愛、アムールのあーのネタバレレビュー・内容・結末

愛、アムール(2012年製作の映画)
4.6

このレビューはネタバレを含みます

冒頭からのシーン。
「この映画は重いぞ」って
語りかけられてるみたいだった。

ピアノの一和音目も。

電気が消えた暗い室内のショットにも。

さっきまで普通に話してた妻が突然、
反応がなくなり、話しかけても上の空。

この時の夫の行動で、
この夫婦がどんな夫婦生活を
送ってきたのか感じた。

きっと、自分が中心の生活を 
送ってきてたら夫はふざけるな。

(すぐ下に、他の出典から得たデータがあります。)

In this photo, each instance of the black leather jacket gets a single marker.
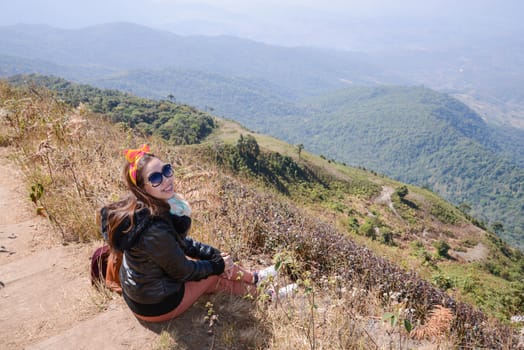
(156, 251)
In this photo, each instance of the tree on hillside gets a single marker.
(402, 191)
(300, 147)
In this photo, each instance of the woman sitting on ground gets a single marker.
(163, 270)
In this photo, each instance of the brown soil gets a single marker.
(46, 299)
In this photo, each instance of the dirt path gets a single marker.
(46, 300)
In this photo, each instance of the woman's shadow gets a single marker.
(218, 321)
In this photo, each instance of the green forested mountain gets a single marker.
(179, 124)
(277, 202)
(418, 136)
(412, 134)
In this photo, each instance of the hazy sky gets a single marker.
(331, 23)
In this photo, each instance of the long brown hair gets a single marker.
(136, 199)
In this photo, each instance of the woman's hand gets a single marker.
(229, 264)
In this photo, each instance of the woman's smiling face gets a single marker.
(165, 189)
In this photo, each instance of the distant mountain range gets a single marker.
(329, 101)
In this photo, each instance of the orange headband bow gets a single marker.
(132, 157)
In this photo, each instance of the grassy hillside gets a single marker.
(351, 238)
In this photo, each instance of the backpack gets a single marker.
(105, 267)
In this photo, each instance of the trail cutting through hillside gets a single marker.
(46, 299)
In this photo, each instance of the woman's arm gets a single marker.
(164, 250)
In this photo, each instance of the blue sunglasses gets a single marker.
(156, 178)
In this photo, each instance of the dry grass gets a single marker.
(77, 159)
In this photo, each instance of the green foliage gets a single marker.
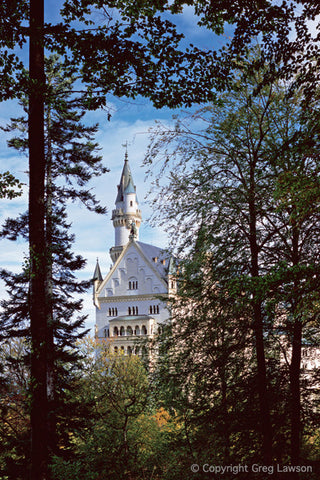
(10, 187)
(121, 436)
(242, 204)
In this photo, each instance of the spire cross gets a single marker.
(125, 145)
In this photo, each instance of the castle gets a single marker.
(130, 300)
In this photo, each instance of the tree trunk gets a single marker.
(38, 310)
(295, 401)
(266, 428)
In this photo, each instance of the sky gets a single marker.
(129, 124)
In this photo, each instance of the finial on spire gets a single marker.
(133, 231)
(125, 145)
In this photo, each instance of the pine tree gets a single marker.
(251, 177)
(71, 161)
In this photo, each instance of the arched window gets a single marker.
(133, 284)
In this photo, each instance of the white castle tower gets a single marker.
(126, 213)
(130, 301)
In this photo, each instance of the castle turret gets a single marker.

って
まず、怒り出すと思う。

タオルを湿らし妻に当て、
具合が悪いのか語りかける。
水道の蛇口を閉め忘れるくらい、
どうしたのか?と心配してる。

この老夫婦は、ちょっとした事でも
「メルシー」と言う。

何かをしてくれて、ありがとう。

有る事が難しい。

感謝は目に見えないけど、
伝えないと伝わらないのだ。
ありがとうも言えばいいってもんじゃない。
心が伴わないありがとうなら
言わない方がマシ。

介護が必要になった妻をベッドへ
運んだ時に妻は言う。
「気兼ねしないで。
放っておいて大丈夫。自分の事をして。」

「本を読んでる姿を見ないでね」と
洒落た言葉で夫の事も気遣ってる。

恋は刺激と活性化。
愛は穏やかな日常の積み重ね。

長年連れ添った夫婦でも、
夫から初耳の話を聞いた時に、
夫が悪戯っ子みたいな笑みで
「まだまだ話してないことは
いっぱいあるよ」で泣いた。

言いたくない事は言わなくていいし、
自分の思い出を一気に語らなくても
いいのだ。
遠い未来に語る時が来た時に、
とっておけばいい。

水を飲もうとしない妻に
死にたいのか?って聞くけど、
愛する人にオムツの交換をして欲しくない。
オネショをした時も、夫が優しくする程
女性は辛いのだ。
観ていても辛い。

だけど、冒頭で感じた「重さ」は
感じなくなった。

「愛」は重さじゃないから。

その答えは、
自分が死ぬ前に分かればいいや。